The second attack identified is a different breach of access inside the fuel dispenser system that directly scrapes data from that POS, although how they got access is not known.
The third attack is currently being used on hospitality merchants but may eventually be used at a gas station that offers a full shellcode backdoor to merchant systems. Visa thinks that cybercrime group FIN8 may be responsible for this particular attack. The good news is that it hasn’t been seen at fuel merchants yet, Visa said, but fuel dispensers should have their eyes open for it.
“While the malware used in this attack was not identified in the attacks against the fuel dispenser merchants, it is possible FIN8 will use this malware in future operations targeting fuel dispenser merchants,” Visa said.
A Hiccup at the Fed Shakes Direct Deposits
If there were a worst weekend for a blip with direct deposits, it would almost have to be the be the weekend before Christmas. And yet that seems to have been the situation on the street last week, when the Federal Reserve noted there had been a brief delay on Thursday (Dec. 19) for direct deposits and other financial transactions due to a “disruption” in the automated clearing house (ACH) network. Said issue brought about delays in settlements.
The problem was resolved fairly quickly — the Fed reported that by 10:31 a.m. Eastern Time all systems were functioning as they typically do, and the issue had been resolved by technical staff.

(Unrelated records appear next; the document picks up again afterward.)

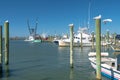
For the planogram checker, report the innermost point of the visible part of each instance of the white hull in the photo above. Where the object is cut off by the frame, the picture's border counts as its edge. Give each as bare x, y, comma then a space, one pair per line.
108, 68
75, 44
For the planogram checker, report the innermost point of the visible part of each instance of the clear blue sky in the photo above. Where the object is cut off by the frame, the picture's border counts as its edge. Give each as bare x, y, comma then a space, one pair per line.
55, 15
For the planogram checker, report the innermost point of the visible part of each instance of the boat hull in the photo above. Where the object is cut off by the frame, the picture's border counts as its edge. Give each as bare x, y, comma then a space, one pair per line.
108, 71
75, 44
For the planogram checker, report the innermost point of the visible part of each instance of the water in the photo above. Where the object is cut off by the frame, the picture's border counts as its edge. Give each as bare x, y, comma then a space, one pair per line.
47, 61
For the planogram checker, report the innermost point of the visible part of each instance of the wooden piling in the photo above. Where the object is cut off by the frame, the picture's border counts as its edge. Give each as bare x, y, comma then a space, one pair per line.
114, 38
71, 45
92, 40
81, 41
0, 44
6, 29
0, 49
98, 49
107, 36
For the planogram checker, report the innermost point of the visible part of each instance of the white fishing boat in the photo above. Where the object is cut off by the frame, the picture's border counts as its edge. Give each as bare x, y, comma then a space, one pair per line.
33, 36
110, 67
86, 39
30, 38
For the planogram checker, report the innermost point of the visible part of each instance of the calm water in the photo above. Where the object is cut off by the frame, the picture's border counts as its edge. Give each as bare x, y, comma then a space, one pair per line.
47, 61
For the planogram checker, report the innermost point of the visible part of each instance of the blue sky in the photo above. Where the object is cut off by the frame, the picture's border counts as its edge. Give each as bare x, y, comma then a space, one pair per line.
55, 15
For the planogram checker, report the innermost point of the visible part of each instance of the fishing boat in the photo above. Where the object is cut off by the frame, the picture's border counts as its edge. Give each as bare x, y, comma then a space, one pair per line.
85, 38
30, 38
110, 67
116, 48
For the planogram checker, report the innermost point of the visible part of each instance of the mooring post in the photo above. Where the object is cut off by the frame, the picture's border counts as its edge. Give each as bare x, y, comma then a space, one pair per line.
92, 40
114, 38
81, 41
0, 48
71, 45
6, 29
98, 47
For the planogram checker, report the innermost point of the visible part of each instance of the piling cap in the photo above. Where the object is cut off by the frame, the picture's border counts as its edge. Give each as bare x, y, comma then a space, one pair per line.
97, 17
6, 21
70, 25
107, 20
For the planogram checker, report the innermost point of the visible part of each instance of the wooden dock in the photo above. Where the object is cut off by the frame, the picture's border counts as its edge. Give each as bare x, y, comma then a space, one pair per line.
116, 48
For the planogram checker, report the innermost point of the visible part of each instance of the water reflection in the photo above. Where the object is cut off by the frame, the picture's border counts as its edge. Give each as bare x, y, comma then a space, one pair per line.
0, 71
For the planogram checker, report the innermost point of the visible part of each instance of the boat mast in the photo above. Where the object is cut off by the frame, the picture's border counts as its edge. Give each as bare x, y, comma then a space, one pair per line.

It remains unknown how many banks experienced the problem or what caused the problem in the first place, though the Fed confirms tech staff are looking into the cause.
The central bank also noted that payment files for Dec. 18 had been finished, but some transaction reports would not be on time.

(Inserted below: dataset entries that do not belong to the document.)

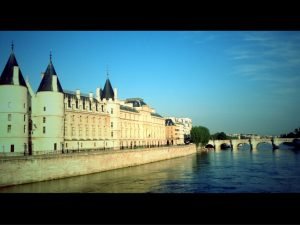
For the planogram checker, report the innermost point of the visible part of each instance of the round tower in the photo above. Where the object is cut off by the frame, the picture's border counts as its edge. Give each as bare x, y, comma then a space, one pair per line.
48, 114
13, 109
109, 97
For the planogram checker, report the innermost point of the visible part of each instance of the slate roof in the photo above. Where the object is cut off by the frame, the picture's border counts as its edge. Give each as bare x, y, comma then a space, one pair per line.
126, 108
136, 102
46, 83
108, 92
7, 74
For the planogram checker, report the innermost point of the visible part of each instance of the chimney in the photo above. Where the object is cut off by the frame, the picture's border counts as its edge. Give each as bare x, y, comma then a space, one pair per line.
91, 96
16, 76
78, 94
98, 94
54, 83
116, 93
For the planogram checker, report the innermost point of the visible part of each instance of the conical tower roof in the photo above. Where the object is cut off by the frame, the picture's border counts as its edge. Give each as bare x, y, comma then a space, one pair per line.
46, 83
7, 74
108, 92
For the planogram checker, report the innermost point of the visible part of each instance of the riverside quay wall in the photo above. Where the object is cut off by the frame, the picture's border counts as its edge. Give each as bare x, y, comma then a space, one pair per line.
28, 169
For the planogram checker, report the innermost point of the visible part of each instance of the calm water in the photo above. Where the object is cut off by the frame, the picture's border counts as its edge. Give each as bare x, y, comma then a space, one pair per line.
226, 171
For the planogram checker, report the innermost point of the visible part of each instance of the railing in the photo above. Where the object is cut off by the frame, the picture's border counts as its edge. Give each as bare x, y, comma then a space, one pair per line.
82, 150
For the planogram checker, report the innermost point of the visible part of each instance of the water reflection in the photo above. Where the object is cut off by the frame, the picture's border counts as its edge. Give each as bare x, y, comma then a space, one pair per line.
136, 179
260, 171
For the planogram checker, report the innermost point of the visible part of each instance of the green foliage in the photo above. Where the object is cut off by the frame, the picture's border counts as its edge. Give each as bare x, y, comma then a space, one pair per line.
200, 135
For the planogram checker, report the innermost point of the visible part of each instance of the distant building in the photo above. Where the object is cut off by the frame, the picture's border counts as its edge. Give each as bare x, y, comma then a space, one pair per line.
177, 129
53, 119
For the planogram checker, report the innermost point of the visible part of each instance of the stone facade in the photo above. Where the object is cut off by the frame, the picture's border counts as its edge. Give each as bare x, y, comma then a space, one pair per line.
53, 119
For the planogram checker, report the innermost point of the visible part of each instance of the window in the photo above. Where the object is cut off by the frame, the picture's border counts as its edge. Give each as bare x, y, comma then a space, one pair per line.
69, 102
8, 129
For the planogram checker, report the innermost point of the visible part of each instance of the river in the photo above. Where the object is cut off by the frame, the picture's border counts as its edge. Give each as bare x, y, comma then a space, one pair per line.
226, 171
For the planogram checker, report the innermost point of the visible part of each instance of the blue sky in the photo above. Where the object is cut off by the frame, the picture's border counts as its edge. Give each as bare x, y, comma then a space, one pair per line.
233, 81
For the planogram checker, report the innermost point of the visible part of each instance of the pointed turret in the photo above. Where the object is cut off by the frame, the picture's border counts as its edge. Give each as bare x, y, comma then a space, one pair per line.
12, 74
107, 92
50, 81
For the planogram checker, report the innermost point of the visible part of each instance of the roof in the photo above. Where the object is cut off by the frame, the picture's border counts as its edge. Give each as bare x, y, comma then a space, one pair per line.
83, 96
46, 83
107, 92
156, 114
127, 108
136, 102
7, 74
169, 122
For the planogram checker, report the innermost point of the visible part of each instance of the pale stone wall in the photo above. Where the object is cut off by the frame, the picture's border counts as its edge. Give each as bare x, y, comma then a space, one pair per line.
47, 122
140, 128
13, 119
87, 123
18, 170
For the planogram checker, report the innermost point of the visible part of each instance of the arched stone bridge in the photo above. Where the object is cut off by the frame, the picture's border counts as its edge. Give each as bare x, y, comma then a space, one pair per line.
253, 142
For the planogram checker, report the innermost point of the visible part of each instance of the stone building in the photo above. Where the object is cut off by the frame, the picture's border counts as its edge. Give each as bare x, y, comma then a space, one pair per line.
56, 120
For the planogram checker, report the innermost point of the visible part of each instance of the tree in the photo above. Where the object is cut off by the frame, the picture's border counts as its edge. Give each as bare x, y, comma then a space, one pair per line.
200, 135
220, 136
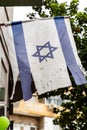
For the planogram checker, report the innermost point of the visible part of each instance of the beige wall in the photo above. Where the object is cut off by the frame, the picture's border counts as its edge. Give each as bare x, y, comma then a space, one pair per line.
6, 14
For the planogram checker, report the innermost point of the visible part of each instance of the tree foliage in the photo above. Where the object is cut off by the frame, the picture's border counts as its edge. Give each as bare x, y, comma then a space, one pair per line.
73, 115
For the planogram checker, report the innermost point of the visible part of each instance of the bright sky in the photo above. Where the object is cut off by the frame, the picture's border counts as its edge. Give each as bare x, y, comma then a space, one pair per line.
20, 12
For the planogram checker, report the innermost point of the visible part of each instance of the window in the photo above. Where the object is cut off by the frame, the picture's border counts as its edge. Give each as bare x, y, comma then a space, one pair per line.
32, 128
56, 100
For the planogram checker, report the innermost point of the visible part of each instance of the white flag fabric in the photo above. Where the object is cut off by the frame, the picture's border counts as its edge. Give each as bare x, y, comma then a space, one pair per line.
44, 48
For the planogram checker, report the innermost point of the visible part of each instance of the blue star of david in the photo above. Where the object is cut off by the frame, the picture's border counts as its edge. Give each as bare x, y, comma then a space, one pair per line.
49, 54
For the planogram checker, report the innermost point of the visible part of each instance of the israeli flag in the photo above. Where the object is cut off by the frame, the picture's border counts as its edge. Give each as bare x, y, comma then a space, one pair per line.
46, 49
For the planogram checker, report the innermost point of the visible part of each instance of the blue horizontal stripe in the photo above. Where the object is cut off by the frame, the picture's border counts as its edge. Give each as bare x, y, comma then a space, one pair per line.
68, 52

“The Federal Reserve is encountering issues, which is delaying ACH files,” Florida-based financial service firm VyStar Credit Union told clients in a tweet. “This issue is affecting all financial institutions. We will process the file as soon as we receive it.”
In an alert, the Fed said apologized for the inconvenience and disruption this has caused to operations at banks.”

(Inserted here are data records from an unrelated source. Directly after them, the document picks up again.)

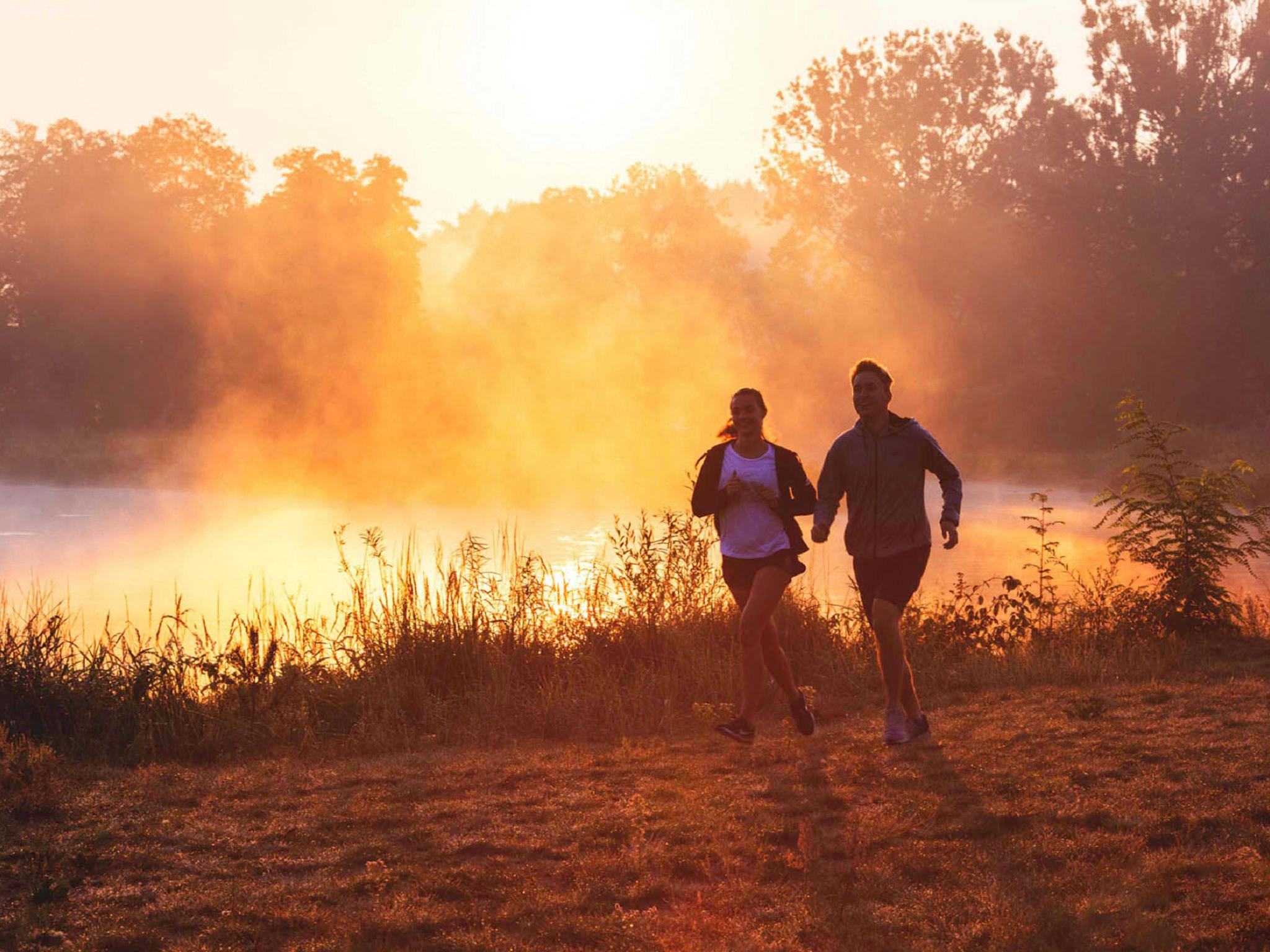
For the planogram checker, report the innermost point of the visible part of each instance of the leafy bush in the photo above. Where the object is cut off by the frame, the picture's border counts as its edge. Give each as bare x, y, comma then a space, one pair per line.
1188, 523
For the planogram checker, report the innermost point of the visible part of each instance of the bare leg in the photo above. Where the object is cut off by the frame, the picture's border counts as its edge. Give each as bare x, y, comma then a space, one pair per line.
774, 655
756, 615
897, 677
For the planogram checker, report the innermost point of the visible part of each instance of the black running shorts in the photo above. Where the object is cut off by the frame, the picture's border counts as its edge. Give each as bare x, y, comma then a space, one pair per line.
739, 573
892, 578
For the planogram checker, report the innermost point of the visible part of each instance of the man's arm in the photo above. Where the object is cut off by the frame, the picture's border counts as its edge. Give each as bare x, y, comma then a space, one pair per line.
950, 487
828, 493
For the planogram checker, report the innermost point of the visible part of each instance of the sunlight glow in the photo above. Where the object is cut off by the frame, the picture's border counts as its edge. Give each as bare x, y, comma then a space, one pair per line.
571, 73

It seems the effects were fairly minimal. The largest bank in the U.S., JPMorgan Chase, noted that impacts were minimal for customers.
So the good news of the week is that the Fed seems to have gotten things back on track — and the deposits went out more or less on time. The not-so-good news is we suspect that fight for end-user data and the ever advanced nature of cybercrime probably will not be one-off stories so much as recurring themes in the new year.
But until then, Happy Holidays from the team at PYMNTS Data Dive. We’ll see you in the new year to get you all caught up.